Noch Anfang dieses Jahrtausends wäre so etwas unvorstellbar gewesen. Zwar ziehen auch heute noch Einstiegsgehälter von bis zu 140.000 € manche Nachwuchsjuristen scheinbar magisch in ihren Bann – anders lässt sich kaum erklären, warum immer mehr juristische Arbeitgeber Einstiegsgehälter von 100.000 € oder mehr zahlen. Doch wirtschaftlich ist ein solches Einstiegsgehalt für den Arbeitgeber in der Regel nicht. Vielmehr bringen Anwälte erst nach zwei bis drei Jahren – gemessen an ihrem Gehalt – einen wirtschaftlichen Mehrwert für Kanzleien.

Viele juristische Arbeitgeber wollen nicht mehr nur mit immer höheren Gehältern im Kampf um die besten Köpfe bestehen. Längst versuchen sie den veränderten Anforderungen der Arbeitnehmer Rechnung zu tragen: Der „change of work“ hat den juristischen Arbeitsmarkt erreicht.

Das mit Abstand höchste Einstiegsgehalt von 140.000 €, zahlt die Kanzlei Milbank, Tweed, Hadley McCloy, noch vor Willkie Farr Gallagher mit einem Einstiegsgehalt von 130.000 € und vielen anderen Arbeitgebern mit Einstiegsgehältern über 100.000 € (wir berichteten). Andere Großkanzleien wie Hogan Lovells und Berwin Leighton Paisner setzen primär auf Ihre Aus- und Fortbildungsprogramme und ein angenehmes Arbeitsklima.

Umfragen zeigen den Wunsch nach veränderten Bedingungen an Arbeitgeber und die Arbeitsbedingungen – change of work

Umfragen unter Nachwuchsjuristen zeigen seit Jahren auf, dass sich juristische Arbeitgeber verändern müssen: Ein ausgewogenes Verhältnis zwischen Beruf und Privatleben ist für junge Juristen das wichtigste langfristige Karriereziel.
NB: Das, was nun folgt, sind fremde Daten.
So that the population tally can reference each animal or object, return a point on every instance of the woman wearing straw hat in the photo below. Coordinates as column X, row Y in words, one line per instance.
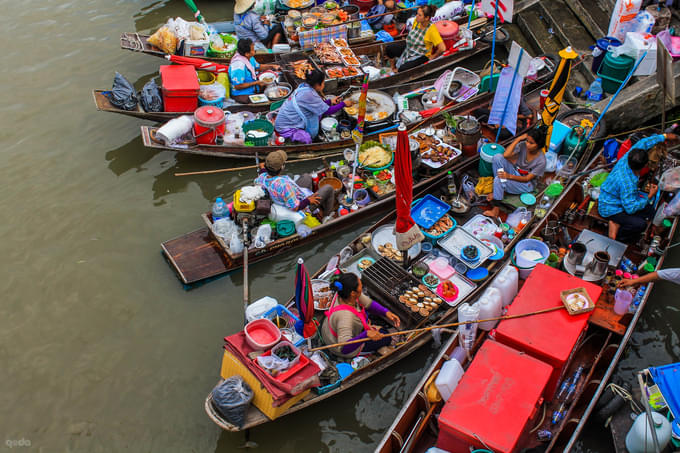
column 252, row 26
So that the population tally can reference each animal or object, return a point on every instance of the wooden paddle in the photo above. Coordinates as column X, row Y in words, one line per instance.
column 441, row 326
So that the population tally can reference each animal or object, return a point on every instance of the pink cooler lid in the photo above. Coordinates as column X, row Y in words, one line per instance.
column 208, row 116
column 447, row 28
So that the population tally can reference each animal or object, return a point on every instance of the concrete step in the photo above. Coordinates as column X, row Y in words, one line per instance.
column 593, row 15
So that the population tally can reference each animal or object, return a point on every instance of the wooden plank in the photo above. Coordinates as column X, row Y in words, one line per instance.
column 195, row 256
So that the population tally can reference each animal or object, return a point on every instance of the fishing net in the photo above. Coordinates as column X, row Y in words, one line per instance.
column 232, row 398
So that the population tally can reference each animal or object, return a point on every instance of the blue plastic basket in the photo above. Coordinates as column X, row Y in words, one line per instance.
column 428, row 210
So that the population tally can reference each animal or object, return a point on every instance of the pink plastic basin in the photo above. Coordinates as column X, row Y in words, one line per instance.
column 262, row 334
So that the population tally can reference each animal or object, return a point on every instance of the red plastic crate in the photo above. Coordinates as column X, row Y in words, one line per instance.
column 496, row 400
column 180, row 88
column 550, row 337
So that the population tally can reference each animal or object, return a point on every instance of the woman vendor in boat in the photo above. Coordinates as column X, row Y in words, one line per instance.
column 517, row 168
column 294, row 195
column 299, row 116
column 422, row 44
column 252, row 26
column 243, row 70
column 347, row 319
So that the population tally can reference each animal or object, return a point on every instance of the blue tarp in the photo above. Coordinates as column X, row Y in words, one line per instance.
column 667, row 378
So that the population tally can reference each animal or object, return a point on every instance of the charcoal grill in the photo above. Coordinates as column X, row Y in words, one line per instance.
column 386, row 281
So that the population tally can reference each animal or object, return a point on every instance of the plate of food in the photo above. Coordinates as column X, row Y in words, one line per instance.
column 384, row 242
column 351, row 60
column 375, row 156
column 268, row 77
column 258, row 98
column 323, row 296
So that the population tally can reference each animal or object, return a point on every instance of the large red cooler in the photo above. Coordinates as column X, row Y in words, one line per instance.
column 180, row 88
column 448, row 30
column 497, row 401
column 550, row 337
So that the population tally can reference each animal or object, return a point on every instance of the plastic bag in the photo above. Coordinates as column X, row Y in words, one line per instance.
column 273, row 364
column 150, row 97
column 165, row 39
column 231, row 398
column 123, row 94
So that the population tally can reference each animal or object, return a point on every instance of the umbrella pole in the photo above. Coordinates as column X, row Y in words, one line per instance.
column 493, row 45
column 507, row 98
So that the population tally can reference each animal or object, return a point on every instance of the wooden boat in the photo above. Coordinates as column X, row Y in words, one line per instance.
column 200, row 255
column 603, row 342
column 255, row 417
column 319, row 148
column 426, row 71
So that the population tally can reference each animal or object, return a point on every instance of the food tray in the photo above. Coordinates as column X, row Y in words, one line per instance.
column 385, row 234
column 428, row 211
column 317, row 284
column 459, row 238
column 347, row 72
column 351, row 265
column 480, row 225
column 438, row 142
column 465, row 286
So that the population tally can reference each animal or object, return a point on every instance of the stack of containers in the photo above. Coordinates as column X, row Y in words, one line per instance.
column 180, row 88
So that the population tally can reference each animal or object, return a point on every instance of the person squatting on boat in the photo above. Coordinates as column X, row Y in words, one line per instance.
column 294, row 195
column 422, row 44
column 516, row 169
column 243, row 70
column 250, row 25
column 299, row 116
column 627, row 209
column 347, row 319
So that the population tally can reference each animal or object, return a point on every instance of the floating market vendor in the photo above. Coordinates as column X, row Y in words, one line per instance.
column 294, row 195
column 299, row 116
column 347, row 319
column 243, row 71
column 422, row 44
column 252, row 26
column 627, row 209
column 516, row 169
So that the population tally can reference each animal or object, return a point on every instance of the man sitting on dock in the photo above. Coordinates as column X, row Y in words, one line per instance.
column 294, row 195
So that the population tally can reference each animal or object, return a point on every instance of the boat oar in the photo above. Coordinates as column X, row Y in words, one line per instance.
column 250, row 167
column 441, row 326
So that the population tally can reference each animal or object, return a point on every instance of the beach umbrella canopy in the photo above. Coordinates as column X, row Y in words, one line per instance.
column 557, row 88
column 304, row 301
column 407, row 232
column 198, row 63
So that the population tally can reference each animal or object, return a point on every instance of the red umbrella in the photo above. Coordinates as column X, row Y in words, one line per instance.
column 407, row 232
column 198, row 63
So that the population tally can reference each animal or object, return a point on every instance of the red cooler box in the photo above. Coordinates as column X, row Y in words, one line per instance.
column 497, row 400
column 180, row 88
column 550, row 337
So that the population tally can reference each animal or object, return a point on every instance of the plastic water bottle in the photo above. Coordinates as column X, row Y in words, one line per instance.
column 220, row 209
column 595, row 91
column 451, row 184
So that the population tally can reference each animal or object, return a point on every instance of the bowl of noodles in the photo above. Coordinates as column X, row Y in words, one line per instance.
column 375, row 156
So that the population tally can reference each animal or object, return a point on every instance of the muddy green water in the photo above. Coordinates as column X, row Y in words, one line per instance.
column 101, row 349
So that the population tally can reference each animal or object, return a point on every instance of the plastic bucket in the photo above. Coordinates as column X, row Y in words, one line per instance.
column 526, row 266
column 602, row 46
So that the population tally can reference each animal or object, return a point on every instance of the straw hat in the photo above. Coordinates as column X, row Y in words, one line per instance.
column 243, row 5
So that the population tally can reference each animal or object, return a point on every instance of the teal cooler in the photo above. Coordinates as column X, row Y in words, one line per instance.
column 486, row 154
column 614, row 70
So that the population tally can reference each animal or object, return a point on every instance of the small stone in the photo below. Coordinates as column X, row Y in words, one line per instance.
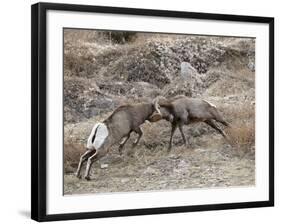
column 103, row 166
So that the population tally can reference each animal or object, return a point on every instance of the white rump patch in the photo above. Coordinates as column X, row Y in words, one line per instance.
column 212, row 105
column 99, row 133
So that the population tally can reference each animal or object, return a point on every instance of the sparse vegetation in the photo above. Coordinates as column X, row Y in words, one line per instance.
column 100, row 75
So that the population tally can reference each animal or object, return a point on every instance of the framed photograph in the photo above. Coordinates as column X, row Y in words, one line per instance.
column 139, row 111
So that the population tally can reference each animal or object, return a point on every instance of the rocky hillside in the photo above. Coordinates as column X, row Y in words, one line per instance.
column 100, row 75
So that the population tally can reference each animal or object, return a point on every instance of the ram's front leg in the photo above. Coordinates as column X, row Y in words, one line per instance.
column 174, row 127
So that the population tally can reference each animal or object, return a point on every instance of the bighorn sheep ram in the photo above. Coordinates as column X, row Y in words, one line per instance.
column 119, row 125
column 182, row 110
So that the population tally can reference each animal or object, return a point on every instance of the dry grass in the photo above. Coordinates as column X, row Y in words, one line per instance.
column 242, row 131
column 242, row 136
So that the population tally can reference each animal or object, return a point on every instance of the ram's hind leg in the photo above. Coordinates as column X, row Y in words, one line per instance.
column 121, row 146
column 182, row 134
column 213, row 125
column 140, row 133
column 101, row 152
Dem folgen Jobsicherheit, intellektuelle Herausforderung, der Wunsch, eine Führungskraft in leitender Position zu werden sowie im Job unternehmerisch und kreativ tätig zu sein. Die Zeiten, in denen die Topabsolventen bereit sind für ein möglichst hohes Einstiegsgehalt 60 bis 100 Stunden in der Woche zu arbeiten, sind weitestgehend vorbei.
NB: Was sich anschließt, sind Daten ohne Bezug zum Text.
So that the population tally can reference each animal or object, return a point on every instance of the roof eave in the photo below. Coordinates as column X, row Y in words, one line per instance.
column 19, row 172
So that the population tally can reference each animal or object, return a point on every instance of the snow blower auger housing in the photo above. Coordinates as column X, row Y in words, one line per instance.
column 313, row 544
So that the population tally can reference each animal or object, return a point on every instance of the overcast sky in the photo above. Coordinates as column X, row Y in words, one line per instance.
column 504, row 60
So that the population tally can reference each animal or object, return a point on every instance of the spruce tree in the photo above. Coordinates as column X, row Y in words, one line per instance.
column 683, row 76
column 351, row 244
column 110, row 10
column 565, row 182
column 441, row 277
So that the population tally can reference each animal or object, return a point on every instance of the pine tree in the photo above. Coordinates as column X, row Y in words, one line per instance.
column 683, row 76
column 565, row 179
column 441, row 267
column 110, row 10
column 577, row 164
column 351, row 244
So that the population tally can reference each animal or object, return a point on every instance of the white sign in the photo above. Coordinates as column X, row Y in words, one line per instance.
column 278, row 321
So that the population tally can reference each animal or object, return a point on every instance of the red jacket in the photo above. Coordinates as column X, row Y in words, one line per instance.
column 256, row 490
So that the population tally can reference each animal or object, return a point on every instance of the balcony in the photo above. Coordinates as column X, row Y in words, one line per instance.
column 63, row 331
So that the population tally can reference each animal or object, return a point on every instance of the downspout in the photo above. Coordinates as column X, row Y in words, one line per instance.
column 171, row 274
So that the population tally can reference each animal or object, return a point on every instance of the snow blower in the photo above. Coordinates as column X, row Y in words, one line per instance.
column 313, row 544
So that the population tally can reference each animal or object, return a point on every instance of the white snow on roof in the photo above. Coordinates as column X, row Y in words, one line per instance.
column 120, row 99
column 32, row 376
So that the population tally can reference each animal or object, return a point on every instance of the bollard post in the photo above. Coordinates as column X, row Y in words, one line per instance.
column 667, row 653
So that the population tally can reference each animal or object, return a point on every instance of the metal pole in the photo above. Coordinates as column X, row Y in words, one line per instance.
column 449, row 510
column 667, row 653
Zentraler Wunsch ist die sogenannte Work-Life-Balance.

Wenn man die jungen Talente fragt, was sie mit Work-Life-Balance verbinden, nennen sie in erster Linie ein positives Arbeitsklima, dass sich Familien- und Karriereplanung nicht ausschließen, finanzielle Stabilität und Weiterbildungsangebote.
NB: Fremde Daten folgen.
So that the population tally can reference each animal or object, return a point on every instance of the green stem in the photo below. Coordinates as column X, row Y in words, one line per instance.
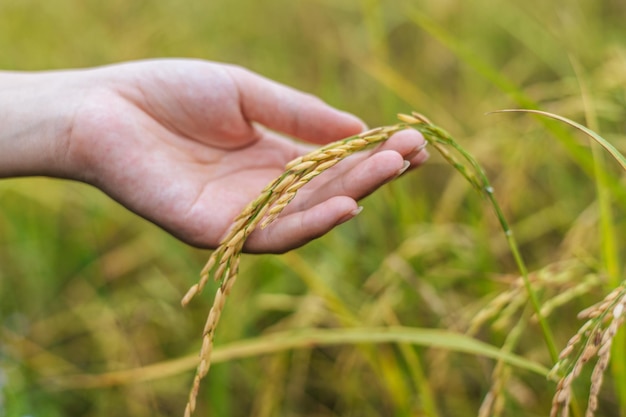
column 480, row 181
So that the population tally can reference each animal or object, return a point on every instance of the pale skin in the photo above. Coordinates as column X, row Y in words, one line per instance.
column 187, row 144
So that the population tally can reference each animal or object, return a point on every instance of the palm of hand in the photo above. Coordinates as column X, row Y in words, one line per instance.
column 179, row 144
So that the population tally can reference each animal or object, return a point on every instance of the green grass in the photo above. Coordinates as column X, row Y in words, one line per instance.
column 88, row 290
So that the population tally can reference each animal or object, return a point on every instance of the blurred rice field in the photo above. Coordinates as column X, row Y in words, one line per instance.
column 378, row 318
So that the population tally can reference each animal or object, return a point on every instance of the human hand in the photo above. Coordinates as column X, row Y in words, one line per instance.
column 187, row 144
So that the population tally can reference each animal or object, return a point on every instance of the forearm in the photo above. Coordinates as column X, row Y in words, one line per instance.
column 36, row 112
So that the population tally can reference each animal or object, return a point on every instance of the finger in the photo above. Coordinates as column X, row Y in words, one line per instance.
column 292, row 112
column 356, row 183
column 296, row 229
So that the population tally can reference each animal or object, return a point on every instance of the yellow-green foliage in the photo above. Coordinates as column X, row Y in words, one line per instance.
column 414, row 308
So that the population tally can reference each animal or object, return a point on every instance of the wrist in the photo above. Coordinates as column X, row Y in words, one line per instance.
column 36, row 117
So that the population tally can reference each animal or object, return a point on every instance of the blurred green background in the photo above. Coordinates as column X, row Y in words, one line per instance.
column 87, row 288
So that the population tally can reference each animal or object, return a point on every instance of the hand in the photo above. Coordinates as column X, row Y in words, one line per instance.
column 187, row 144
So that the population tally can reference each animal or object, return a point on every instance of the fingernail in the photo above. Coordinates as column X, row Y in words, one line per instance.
column 405, row 165
column 350, row 215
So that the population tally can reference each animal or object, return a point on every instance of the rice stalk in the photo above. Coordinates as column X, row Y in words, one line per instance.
column 594, row 338
column 223, row 263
change of work – Einige Kanzleien begegnen den Wünschen der Nachwuchsjuristen mit eigenen Lösungen

Einige Kanzleien begegnen diesen Wünschen mit eigenen Lösungen:

Ein einzigartiges Angebot bietet seit fünf Jahren die Kanzlei Mayer Brown. Berufseinsteiger können hier jährlich bis zu 50 Urlaubstage gegen entsprechende Gehaltsanpassungen vereinbaren. Die Kanzlei Osborne Clark hat im letzten Jahr das Angebot eines einmonatigen Sabbaticals für Senior Associates im 5. Berufsjahr eingeführt (wir berichteten).
Jüngst führte die Kanzlei McDermott Will & Emery an ihrem Düsseldorfer Kanzleisitz ein Modell mit 35 Wochenstunden bei reduzierten Bezügen ein. Um bei diesem Modell keinen Qualitätsverlust zu erleiden und diese Anwälte in die normalen Arbeitsabläufe einbinden zu können, sollen die Anwälte in einer Art Schichtbetrieb an ihren Mandanten arbeiten und die Teams vergrößert werden.
Die Kanzlei Beiten Burkhardt hat Ende letzten Jahres auf der Herbstversammlung beschlossen, die Equity-Partnerschaft für die Teilzeit zu öffnen. Damit will die Kanzlei den verschiedensten Lebensmodellen Rechnung tragen und einen wichtigen Beitrag zur Work-Life-Balance leisten.

Auch wenn die Entwicklungen bei Beiten Burkhardt und McDermott Will & Emery zeigen, dass auch im juristischen Arbeitsfeld ein Wandel zu mehr Flexibilität und Individualität möglich ist, bleibt abzuwarten, ob sich weitere Kanzleien anschließen werden und ein klarer Trend erkennbar wird.

Gewissheit besteht hingegen darin, dass der Kampf um die besten Nachwuchskräfte bei sinkenden Absolventenzahlen und umfangreichen Neueinstellungen im Staatsdienst weiter zunehmen wird und sich juristische Arbeitgeber den Wünschen der Arbeitnehmer nicht vollends verschließen können.